# Off Topic > Tips and Tutorials >  >  'Simple Gantt' - Small, feature rich gantt chart requiring minimal formatting - finally!

## mikeem

*Update 1:* Updated with new version. Some cool new tools. Added a key-features guide also. Both links attached. 

Hey all, 

My first post and contribution to the forum. 

*Mini background story:* Looking for an excel gantt chart that mimicked the best of MS project without the size, cost, lack of portability and bell and whistles I could do without led me to many solutions but none really made the cut. Some lacked basic features, other were too high maintenance, others just looked ugly -we're still talking about gantt charts here - So, I built one myself. 


*So what's it?:* 'Simple gantt'. A easy to use, feature rich gantt with some clever functionalities. Everything should work out of the box, so no messing with formulas and dates and all that stuff that makes some existing excel based gantt charts, frankly, really annoying. 

There's a how to guide/key features inside the tool, but I'll list my favourite here: 

 *The date bars update automatically.* THIS is what every excel based gantt should do. If I have to manually update the date bars everytime my date changes (In a big project, that could be a lot!) that would get ridiculous. Now you don't have to.
Choose the colours of the date bars from a drop down. The current options are blue, green and orange. - Again this is taking something manual and making it automatic. Get a *Task summary via comments anywhere along date bars*. Clicking on any bar in the barchart area creates a comment. In this comment you can see all the key information related to that particular task - including number of days since project began/until project starts. So even if you're scrolling across the barcharts, you have key information at a click. A very cool and quick way to get the key details for a task. Some clever conditional formatting to *highlight weekends, current day, the current task etc.*


That's a brief summary, open it up to see it in action and the rest of the features. It's set up with a dummy project to show how it looks. Make sure to read the how to below the gantt. 

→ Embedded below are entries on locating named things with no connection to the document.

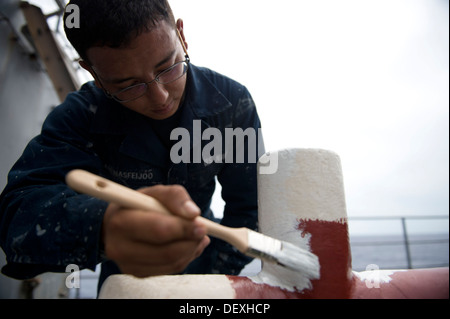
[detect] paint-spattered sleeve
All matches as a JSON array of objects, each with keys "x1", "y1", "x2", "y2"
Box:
[{"x1": 0, "y1": 92, "x2": 107, "y2": 279}]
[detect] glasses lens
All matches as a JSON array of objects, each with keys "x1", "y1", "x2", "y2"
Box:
[
  {"x1": 157, "y1": 62, "x2": 188, "y2": 84},
  {"x1": 115, "y1": 83, "x2": 147, "y2": 101}
]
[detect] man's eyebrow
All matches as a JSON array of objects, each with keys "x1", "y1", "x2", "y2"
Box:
[{"x1": 109, "y1": 50, "x2": 177, "y2": 84}]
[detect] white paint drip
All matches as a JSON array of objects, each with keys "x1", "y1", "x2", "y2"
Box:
[{"x1": 353, "y1": 269, "x2": 406, "y2": 288}]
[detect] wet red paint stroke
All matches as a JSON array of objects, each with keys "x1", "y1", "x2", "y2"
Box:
[{"x1": 228, "y1": 219, "x2": 352, "y2": 299}]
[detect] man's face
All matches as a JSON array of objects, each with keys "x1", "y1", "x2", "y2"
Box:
[{"x1": 87, "y1": 21, "x2": 186, "y2": 120}]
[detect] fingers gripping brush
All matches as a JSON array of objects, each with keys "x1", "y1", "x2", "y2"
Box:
[{"x1": 66, "y1": 170, "x2": 320, "y2": 279}]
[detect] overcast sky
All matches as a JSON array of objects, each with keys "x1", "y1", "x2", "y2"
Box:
[
  {"x1": 167, "y1": 0, "x2": 449, "y2": 231},
  {"x1": 30, "y1": 0, "x2": 449, "y2": 232}
]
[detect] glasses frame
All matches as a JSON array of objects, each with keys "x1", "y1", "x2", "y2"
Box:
[{"x1": 92, "y1": 29, "x2": 191, "y2": 103}]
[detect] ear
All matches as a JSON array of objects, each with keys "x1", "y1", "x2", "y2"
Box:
[
  {"x1": 79, "y1": 60, "x2": 103, "y2": 90},
  {"x1": 177, "y1": 19, "x2": 189, "y2": 50}
]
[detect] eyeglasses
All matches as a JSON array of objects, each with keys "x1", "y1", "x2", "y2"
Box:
[
  {"x1": 105, "y1": 55, "x2": 190, "y2": 103},
  {"x1": 97, "y1": 29, "x2": 190, "y2": 103}
]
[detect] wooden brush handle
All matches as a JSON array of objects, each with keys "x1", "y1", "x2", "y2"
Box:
[{"x1": 66, "y1": 169, "x2": 248, "y2": 252}]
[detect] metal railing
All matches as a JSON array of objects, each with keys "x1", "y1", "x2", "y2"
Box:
[{"x1": 348, "y1": 215, "x2": 449, "y2": 269}]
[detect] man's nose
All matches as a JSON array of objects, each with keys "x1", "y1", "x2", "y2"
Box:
[{"x1": 147, "y1": 81, "x2": 169, "y2": 104}]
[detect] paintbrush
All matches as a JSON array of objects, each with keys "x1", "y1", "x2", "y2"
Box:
[{"x1": 66, "y1": 170, "x2": 320, "y2": 279}]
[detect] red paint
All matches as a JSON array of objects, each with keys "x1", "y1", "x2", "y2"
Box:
[
  {"x1": 298, "y1": 219, "x2": 352, "y2": 299},
  {"x1": 228, "y1": 220, "x2": 449, "y2": 299},
  {"x1": 228, "y1": 220, "x2": 351, "y2": 299},
  {"x1": 350, "y1": 268, "x2": 449, "y2": 299}
]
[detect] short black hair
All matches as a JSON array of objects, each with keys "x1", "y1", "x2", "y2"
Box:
[{"x1": 64, "y1": 0, "x2": 176, "y2": 62}]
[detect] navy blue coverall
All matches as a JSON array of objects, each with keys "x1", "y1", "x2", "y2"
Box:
[{"x1": 0, "y1": 65, "x2": 264, "y2": 292}]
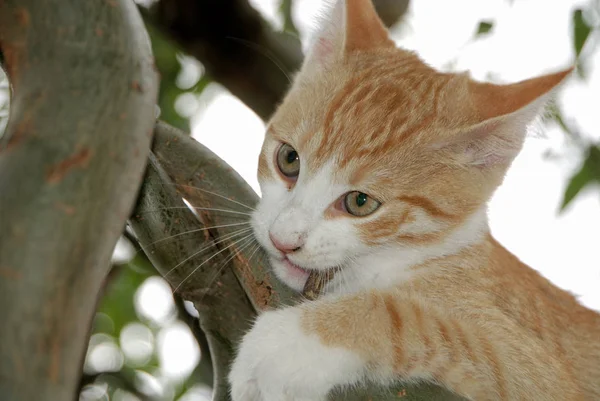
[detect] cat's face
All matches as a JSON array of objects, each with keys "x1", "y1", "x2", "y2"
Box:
[
  {"x1": 252, "y1": 53, "x2": 484, "y2": 290},
  {"x1": 252, "y1": 0, "x2": 567, "y2": 290}
]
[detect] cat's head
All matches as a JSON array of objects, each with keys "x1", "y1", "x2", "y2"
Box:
[{"x1": 252, "y1": 0, "x2": 570, "y2": 290}]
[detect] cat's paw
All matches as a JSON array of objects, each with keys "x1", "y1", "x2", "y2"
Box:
[{"x1": 229, "y1": 308, "x2": 363, "y2": 401}]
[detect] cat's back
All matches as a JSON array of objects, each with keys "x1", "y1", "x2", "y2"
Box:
[{"x1": 409, "y1": 236, "x2": 600, "y2": 399}]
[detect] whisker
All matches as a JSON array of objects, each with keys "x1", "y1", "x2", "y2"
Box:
[
  {"x1": 173, "y1": 230, "x2": 253, "y2": 293},
  {"x1": 226, "y1": 36, "x2": 292, "y2": 83},
  {"x1": 138, "y1": 221, "x2": 250, "y2": 252},
  {"x1": 164, "y1": 227, "x2": 252, "y2": 277},
  {"x1": 174, "y1": 184, "x2": 256, "y2": 211},
  {"x1": 138, "y1": 206, "x2": 252, "y2": 216}
]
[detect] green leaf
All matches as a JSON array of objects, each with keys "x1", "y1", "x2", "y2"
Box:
[
  {"x1": 560, "y1": 146, "x2": 600, "y2": 212},
  {"x1": 573, "y1": 9, "x2": 592, "y2": 57},
  {"x1": 93, "y1": 255, "x2": 158, "y2": 338},
  {"x1": 475, "y1": 21, "x2": 494, "y2": 37}
]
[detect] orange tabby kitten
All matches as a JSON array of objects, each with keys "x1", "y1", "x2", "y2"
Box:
[{"x1": 229, "y1": 0, "x2": 600, "y2": 401}]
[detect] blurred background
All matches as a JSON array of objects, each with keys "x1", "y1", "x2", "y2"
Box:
[{"x1": 0, "y1": 0, "x2": 600, "y2": 401}]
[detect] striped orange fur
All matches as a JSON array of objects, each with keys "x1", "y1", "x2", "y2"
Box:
[{"x1": 230, "y1": 0, "x2": 600, "y2": 401}]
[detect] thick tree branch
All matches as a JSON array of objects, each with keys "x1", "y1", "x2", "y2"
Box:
[
  {"x1": 148, "y1": 0, "x2": 409, "y2": 120},
  {"x1": 130, "y1": 124, "x2": 458, "y2": 401},
  {"x1": 0, "y1": 0, "x2": 157, "y2": 401}
]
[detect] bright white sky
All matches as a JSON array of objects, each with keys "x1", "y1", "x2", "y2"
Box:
[
  {"x1": 192, "y1": 0, "x2": 600, "y2": 310},
  {"x1": 80, "y1": 0, "x2": 600, "y2": 401}
]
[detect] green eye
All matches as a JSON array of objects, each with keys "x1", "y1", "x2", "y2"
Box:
[
  {"x1": 344, "y1": 191, "x2": 381, "y2": 217},
  {"x1": 277, "y1": 143, "x2": 300, "y2": 178}
]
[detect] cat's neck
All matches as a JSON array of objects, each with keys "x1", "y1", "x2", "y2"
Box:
[{"x1": 326, "y1": 207, "x2": 489, "y2": 295}]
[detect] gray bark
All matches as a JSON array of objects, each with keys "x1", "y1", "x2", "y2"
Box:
[
  {"x1": 0, "y1": 0, "x2": 157, "y2": 401},
  {"x1": 130, "y1": 123, "x2": 459, "y2": 401}
]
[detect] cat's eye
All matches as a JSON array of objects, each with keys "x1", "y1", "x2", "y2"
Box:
[
  {"x1": 343, "y1": 191, "x2": 381, "y2": 217},
  {"x1": 277, "y1": 143, "x2": 300, "y2": 179}
]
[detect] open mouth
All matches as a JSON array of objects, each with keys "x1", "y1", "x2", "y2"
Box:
[{"x1": 282, "y1": 257, "x2": 310, "y2": 278}]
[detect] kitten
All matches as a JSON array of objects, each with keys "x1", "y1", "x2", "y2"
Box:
[{"x1": 229, "y1": 0, "x2": 600, "y2": 401}]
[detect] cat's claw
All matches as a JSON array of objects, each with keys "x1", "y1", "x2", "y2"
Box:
[{"x1": 229, "y1": 308, "x2": 360, "y2": 401}]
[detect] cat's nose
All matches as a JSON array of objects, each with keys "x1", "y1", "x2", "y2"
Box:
[{"x1": 269, "y1": 233, "x2": 302, "y2": 254}]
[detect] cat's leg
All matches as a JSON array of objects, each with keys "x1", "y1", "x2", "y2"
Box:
[
  {"x1": 230, "y1": 292, "x2": 583, "y2": 401},
  {"x1": 229, "y1": 307, "x2": 365, "y2": 401}
]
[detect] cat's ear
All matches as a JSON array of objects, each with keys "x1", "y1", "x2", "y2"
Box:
[
  {"x1": 435, "y1": 68, "x2": 573, "y2": 167},
  {"x1": 304, "y1": 0, "x2": 394, "y2": 69}
]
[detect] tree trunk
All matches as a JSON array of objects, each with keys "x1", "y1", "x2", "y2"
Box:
[{"x1": 0, "y1": 0, "x2": 158, "y2": 401}]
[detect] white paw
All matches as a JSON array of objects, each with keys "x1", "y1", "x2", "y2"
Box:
[{"x1": 229, "y1": 308, "x2": 364, "y2": 401}]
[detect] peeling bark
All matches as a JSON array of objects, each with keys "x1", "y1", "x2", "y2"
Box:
[
  {"x1": 0, "y1": 0, "x2": 158, "y2": 401},
  {"x1": 130, "y1": 123, "x2": 459, "y2": 401}
]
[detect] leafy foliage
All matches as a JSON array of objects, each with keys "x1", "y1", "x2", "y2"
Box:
[
  {"x1": 573, "y1": 9, "x2": 592, "y2": 57},
  {"x1": 561, "y1": 145, "x2": 600, "y2": 210},
  {"x1": 475, "y1": 21, "x2": 494, "y2": 36}
]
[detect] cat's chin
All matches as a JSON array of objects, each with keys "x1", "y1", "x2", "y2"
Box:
[{"x1": 271, "y1": 257, "x2": 310, "y2": 292}]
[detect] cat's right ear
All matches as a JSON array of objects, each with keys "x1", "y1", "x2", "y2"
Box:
[{"x1": 302, "y1": 0, "x2": 394, "y2": 71}]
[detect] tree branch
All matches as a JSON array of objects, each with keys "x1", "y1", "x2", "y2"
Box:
[
  {"x1": 148, "y1": 0, "x2": 409, "y2": 120},
  {"x1": 130, "y1": 123, "x2": 458, "y2": 401},
  {"x1": 0, "y1": 0, "x2": 157, "y2": 401}
]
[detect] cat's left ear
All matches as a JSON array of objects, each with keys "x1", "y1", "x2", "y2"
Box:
[
  {"x1": 435, "y1": 67, "x2": 573, "y2": 167},
  {"x1": 303, "y1": 0, "x2": 394, "y2": 70}
]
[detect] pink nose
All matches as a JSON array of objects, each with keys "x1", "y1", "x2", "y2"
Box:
[{"x1": 269, "y1": 233, "x2": 302, "y2": 253}]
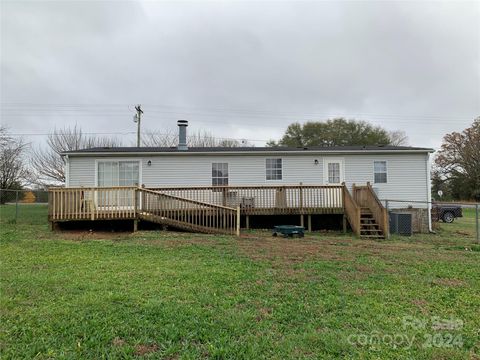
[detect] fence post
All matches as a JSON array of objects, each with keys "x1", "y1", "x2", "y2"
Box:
[
  {"x1": 385, "y1": 200, "x2": 390, "y2": 240},
  {"x1": 236, "y1": 206, "x2": 240, "y2": 236},
  {"x1": 15, "y1": 190, "x2": 18, "y2": 224},
  {"x1": 475, "y1": 204, "x2": 480, "y2": 244}
]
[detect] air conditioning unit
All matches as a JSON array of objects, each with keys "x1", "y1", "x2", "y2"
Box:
[{"x1": 389, "y1": 212, "x2": 413, "y2": 236}]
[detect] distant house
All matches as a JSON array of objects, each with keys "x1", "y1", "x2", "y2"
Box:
[{"x1": 51, "y1": 122, "x2": 433, "y2": 237}]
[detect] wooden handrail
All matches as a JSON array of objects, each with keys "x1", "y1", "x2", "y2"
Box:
[
  {"x1": 354, "y1": 182, "x2": 388, "y2": 234},
  {"x1": 138, "y1": 188, "x2": 236, "y2": 210},
  {"x1": 137, "y1": 188, "x2": 240, "y2": 235}
]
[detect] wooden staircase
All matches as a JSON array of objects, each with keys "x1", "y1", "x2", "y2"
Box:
[
  {"x1": 360, "y1": 207, "x2": 385, "y2": 239},
  {"x1": 344, "y1": 183, "x2": 388, "y2": 239}
]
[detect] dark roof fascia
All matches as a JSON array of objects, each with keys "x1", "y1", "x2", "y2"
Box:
[{"x1": 62, "y1": 148, "x2": 435, "y2": 157}]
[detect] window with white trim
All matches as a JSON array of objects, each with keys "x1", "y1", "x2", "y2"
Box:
[
  {"x1": 97, "y1": 161, "x2": 140, "y2": 187},
  {"x1": 212, "y1": 163, "x2": 228, "y2": 186},
  {"x1": 328, "y1": 162, "x2": 340, "y2": 184},
  {"x1": 373, "y1": 161, "x2": 387, "y2": 184},
  {"x1": 265, "y1": 159, "x2": 282, "y2": 180}
]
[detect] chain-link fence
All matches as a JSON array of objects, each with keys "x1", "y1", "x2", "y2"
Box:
[
  {"x1": 0, "y1": 189, "x2": 48, "y2": 224},
  {"x1": 381, "y1": 199, "x2": 480, "y2": 243}
]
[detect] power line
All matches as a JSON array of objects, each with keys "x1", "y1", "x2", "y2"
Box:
[
  {"x1": 4, "y1": 131, "x2": 270, "y2": 142},
  {"x1": 2, "y1": 103, "x2": 473, "y2": 121}
]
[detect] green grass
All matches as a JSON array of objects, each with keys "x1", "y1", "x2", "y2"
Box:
[{"x1": 0, "y1": 205, "x2": 480, "y2": 359}]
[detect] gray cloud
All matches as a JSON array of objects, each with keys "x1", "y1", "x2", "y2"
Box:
[{"x1": 0, "y1": 1, "x2": 480, "y2": 146}]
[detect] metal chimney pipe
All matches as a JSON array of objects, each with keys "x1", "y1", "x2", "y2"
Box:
[{"x1": 177, "y1": 120, "x2": 188, "y2": 150}]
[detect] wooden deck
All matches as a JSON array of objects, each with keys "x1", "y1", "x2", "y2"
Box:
[{"x1": 48, "y1": 184, "x2": 385, "y2": 235}]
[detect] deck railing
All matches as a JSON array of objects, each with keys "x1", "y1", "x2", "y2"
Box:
[
  {"x1": 48, "y1": 184, "x2": 351, "y2": 234},
  {"x1": 150, "y1": 185, "x2": 343, "y2": 215},
  {"x1": 343, "y1": 187, "x2": 361, "y2": 236},
  {"x1": 48, "y1": 186, "x2": 137, "y2": 221}
]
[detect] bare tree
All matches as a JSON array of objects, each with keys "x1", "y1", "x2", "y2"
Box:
[
  {"x1": 0, "y1": 126, "x2": 28, "y2": 194},
  {"x1": 388, "y1": 130, "x2": 408, "y2": 146},
  {"x1": 31, "y1": 125, "x2": 122, "y2": 185}
]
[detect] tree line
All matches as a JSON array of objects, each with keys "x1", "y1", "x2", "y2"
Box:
[{"x1": 0, "y1": 117, "x2": 480, "y2": 200}]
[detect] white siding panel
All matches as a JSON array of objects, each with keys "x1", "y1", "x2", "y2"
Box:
[
  {"x1": 142, "y1": 155, "x2": 322, "y2": 187},
  {"x1": 345, "y1": 154, "x2": 429, "y2": 207},
  {"x1": 65, "y1": 154, "x2": 429, "y2": 207}
]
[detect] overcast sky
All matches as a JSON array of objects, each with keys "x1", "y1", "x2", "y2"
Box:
[{"x1": 0, "y1": 0, "x2": 480, "y2": 147}]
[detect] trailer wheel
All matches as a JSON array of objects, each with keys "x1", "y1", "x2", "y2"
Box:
[{"x1": 442, "y1": 211, "x2": 455, "y2": 224}]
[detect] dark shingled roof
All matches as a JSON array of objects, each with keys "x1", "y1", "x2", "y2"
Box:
[{"x1": 63, "y1": 145, "x2": 434, "y2": 154}]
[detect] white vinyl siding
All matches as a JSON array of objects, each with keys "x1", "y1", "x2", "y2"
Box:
[
  {"x1": 69, "y1": 153, "x2": 429, "y2": 205},
  {"x1": 373, "y1": 161, "x2": 387, "y2": 184}
]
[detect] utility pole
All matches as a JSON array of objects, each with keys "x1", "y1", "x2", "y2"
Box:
[{"x1": 134, "y1": 104, "x2": 143, "y2": 147}]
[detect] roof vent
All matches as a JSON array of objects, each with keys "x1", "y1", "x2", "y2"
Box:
[{"x1": 177, "y1": 120, "x2": 188, "y2": 151}]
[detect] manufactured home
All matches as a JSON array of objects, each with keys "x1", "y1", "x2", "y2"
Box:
[{"x1": 49, "y1": 121, "x2": 433, "y2": 238}]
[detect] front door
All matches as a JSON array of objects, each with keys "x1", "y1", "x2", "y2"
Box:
[{"x1": 323, "y1": 158, "x2": 345, "y2": 185}]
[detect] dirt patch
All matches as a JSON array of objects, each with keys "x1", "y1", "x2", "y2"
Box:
[
  {"x1": 153, "y1": 238, "x2": 216, "y2": 248},
  {"x1": 433, "y1": 279, "x2": 465, "y2": 287},
  {"x1": 135, "y1": 344, "x2": 159, "y2": 356},
  {"x1": 112, "y1": 337, "x2": 127, "y2": 347},
  {"x1": 412, "y1": 299, "x2": 428, "y2": 314},
  {"x1": 255, "y1": 307, "x2": 273, "y2": 321},
  {"x1": 236, "y1": 237, "x2": 354, "y2": 263},
  {"x1": 55, "y1": 230, "x2": 127, "y2": 241}
]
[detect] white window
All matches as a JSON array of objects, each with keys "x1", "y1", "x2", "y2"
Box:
[
  {"x1": 212, "y1": 163, "x2": 228, "y2": 186},
  {"x1": 373, "y1": 161, "x2": 387, "y2": 184},
  {"x1": 97, "y1": 161, "x2": 139, "y2": 187},
  {"x1": 328, "y1": 162, "x2": 340, "y2": 184},
  {"x1": 266, "y1": 159, "x2": 282, "y2": 180}
]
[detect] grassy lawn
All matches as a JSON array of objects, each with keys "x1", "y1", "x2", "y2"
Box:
[{"x1": 0, "y1": 205, "x2": 480, "y2": 359}]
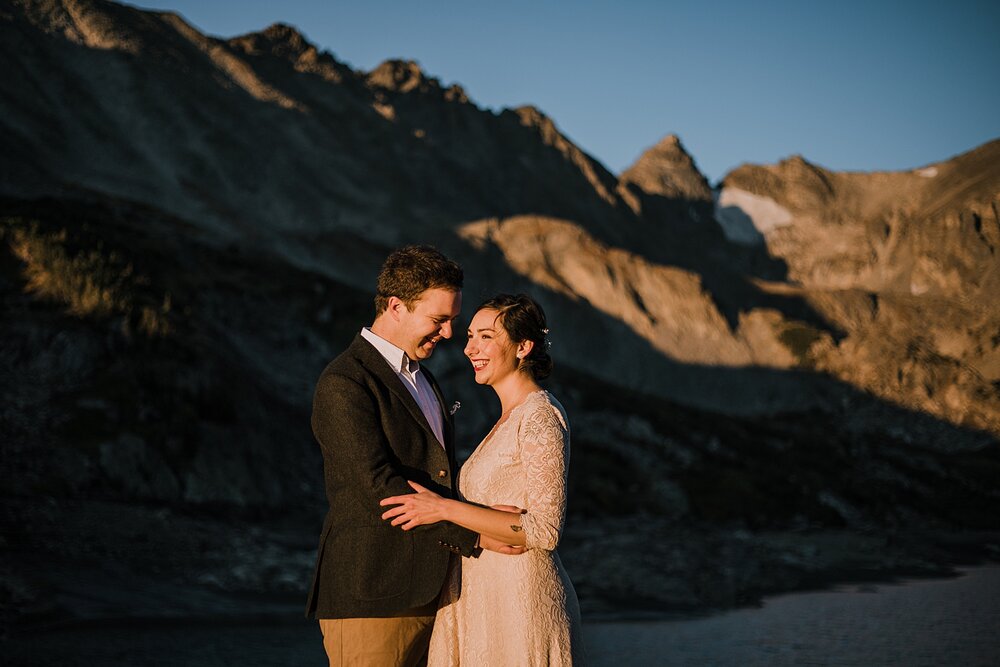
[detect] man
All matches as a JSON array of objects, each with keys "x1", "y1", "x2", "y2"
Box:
[{"x1": 306, "y1": 246, "x2": 512, "y2": 667}]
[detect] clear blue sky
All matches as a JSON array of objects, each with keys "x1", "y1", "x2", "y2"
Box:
[{"x1": 130, "y1": 0, "x2": 1000, "y2": 182}]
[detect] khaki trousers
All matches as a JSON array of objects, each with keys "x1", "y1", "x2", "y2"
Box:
[{"x1": 319, "y1": 616, "x2": 434, "y2": 667}]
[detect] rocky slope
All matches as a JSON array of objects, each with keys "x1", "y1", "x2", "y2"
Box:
[{"x1": 0, "y1": 0, "x2": 1000, "y2": 622}]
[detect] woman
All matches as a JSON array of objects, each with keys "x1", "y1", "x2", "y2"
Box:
[{"x1": 382, "y1": 294, "x2": 583, "y2": 666}]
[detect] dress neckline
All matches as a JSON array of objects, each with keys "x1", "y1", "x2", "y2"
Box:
[{"x1": 476, "y1": 389, "x2": 545, "y2": 449}]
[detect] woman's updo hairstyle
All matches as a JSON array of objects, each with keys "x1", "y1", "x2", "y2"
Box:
[{"x1": 476, "y1": 294, "x2": 552, "y2": 380}]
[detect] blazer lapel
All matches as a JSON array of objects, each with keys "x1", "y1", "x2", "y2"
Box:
[
  {"x1": 420, "y1": 367, "x2": 455, "y2": 451},
  {"x1": 351, "y1": 335, "x2": 447, "y2": 442}
]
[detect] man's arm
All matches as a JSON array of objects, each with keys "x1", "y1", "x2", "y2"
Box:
[{"x1": 312, "y1": 374, "x2": 476, "y2": 556}]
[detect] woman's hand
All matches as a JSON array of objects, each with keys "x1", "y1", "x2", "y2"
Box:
[{"x1": 379, "y1": 481, "x2": 449, "y2": 530}]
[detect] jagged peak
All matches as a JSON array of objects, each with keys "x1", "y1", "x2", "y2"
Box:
[
  {"x1": 367, "y1": 58, "x2": 441, "y2": 93},
  {"x1": 227, "y1": 23, "x2": 316, "y2": 59},
  {"x1": 621, "y1": 134, "x2": 712, "y2": 201}
]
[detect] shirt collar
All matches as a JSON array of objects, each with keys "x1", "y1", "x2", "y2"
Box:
[{"x1": 361, "y1": 327, "x2": 420, "y2": 375}]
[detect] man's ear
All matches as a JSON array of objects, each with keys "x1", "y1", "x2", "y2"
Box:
[{"x1": 386, "y1": 296, "x2": 410, "y2": 322}]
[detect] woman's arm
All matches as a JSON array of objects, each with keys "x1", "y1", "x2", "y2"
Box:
[{"x1": 379, "y1": 482, "x2": 527, "y2": 546}]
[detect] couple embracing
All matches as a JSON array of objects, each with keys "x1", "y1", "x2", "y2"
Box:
[{"x1": 306, "y1": 246, "x2": 582, "y2": 667}]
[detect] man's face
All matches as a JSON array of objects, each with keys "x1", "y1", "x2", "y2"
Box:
[{"x1": 390, "y1": 287, "x2": 462, "y2": 361}]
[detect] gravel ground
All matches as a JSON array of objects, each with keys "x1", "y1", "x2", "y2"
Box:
[{"x1": 0, "y1": 566, "x2": 1000, "y2": 667}]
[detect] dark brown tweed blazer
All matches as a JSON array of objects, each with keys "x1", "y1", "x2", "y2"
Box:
[{"x1": 306, "y1": 335, "x2": 477, "y2": 618}]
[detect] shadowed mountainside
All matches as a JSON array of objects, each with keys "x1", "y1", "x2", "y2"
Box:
[{"x1": 0, "y1": 0, "x2": 1000, "y2": 636}]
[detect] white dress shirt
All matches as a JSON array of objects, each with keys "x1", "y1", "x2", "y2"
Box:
[{"x1": 361, "y1": 327, "x2": 444, "y2": 447}]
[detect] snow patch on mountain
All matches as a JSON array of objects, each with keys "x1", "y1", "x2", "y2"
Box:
[{"x1": 715, "y1": 188, "x2": 792, "y2": 245}]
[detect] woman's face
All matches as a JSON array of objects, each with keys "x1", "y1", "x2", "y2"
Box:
[{"x1": 465, "y1": 308, "x2": 520, "y2": 386}]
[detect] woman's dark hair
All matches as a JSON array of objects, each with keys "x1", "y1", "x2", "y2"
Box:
[{"x1": 476, "y1": 294, "x2": 552, "y2": 380}]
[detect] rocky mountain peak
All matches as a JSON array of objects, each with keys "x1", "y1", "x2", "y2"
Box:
[
  {"x1": 621, "y1": 134, "x2": 712, "y2": 201},
  {"x1": 229, "y1": 23, "x2": 316, "y2": 60},
  {"x1": 368, "y1": 59, "x2": 438, "y2": 93}
]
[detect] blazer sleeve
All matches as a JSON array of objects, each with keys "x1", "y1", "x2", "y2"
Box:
[{"x1": 312, "y1": 373, "x2": 478, "y2": 556}]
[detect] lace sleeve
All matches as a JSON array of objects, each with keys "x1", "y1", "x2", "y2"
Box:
[{"x1": 518, "y1": 395, "x2": 569, "y2": 551}]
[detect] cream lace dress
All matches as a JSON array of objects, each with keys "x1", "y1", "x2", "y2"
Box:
[{"x1": 428, "y1": 391, "x2": 583, "y2": 667}]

Check it out (it's attached) and let me know what you think. And be kind on the code, I'm not an excel pro but i'd love ideas on how it can be approved. Cheers. 


Mike

----------


## mikeem

Updated with new features and key features guide

----------


## steve@stanley

I like what you've done here, particularly the way the dates across row 2 are automatically updated by the start / due dates in columns E & F.
Is there a way to do that without including weekend days?

I'm working on something similar and can adapt some of your stuff here into mine, but we don't tend to do a lot of weeekend work so if possible i'd like to leave those days out. What i'd done before was manually enter the dates then drag across and format to fill weekdays only.

----------


## Richardlevins

Thanks for update the new features .It is really useful

----------


## tholiver

Got to say... This is very useful solution, especially for me  :Smilie:  Many thanks for this! :Smilie:

----------


## Op_error

You have no idea how happy you've made me!!!!

Thanks a million!

Op :Smilie:

----------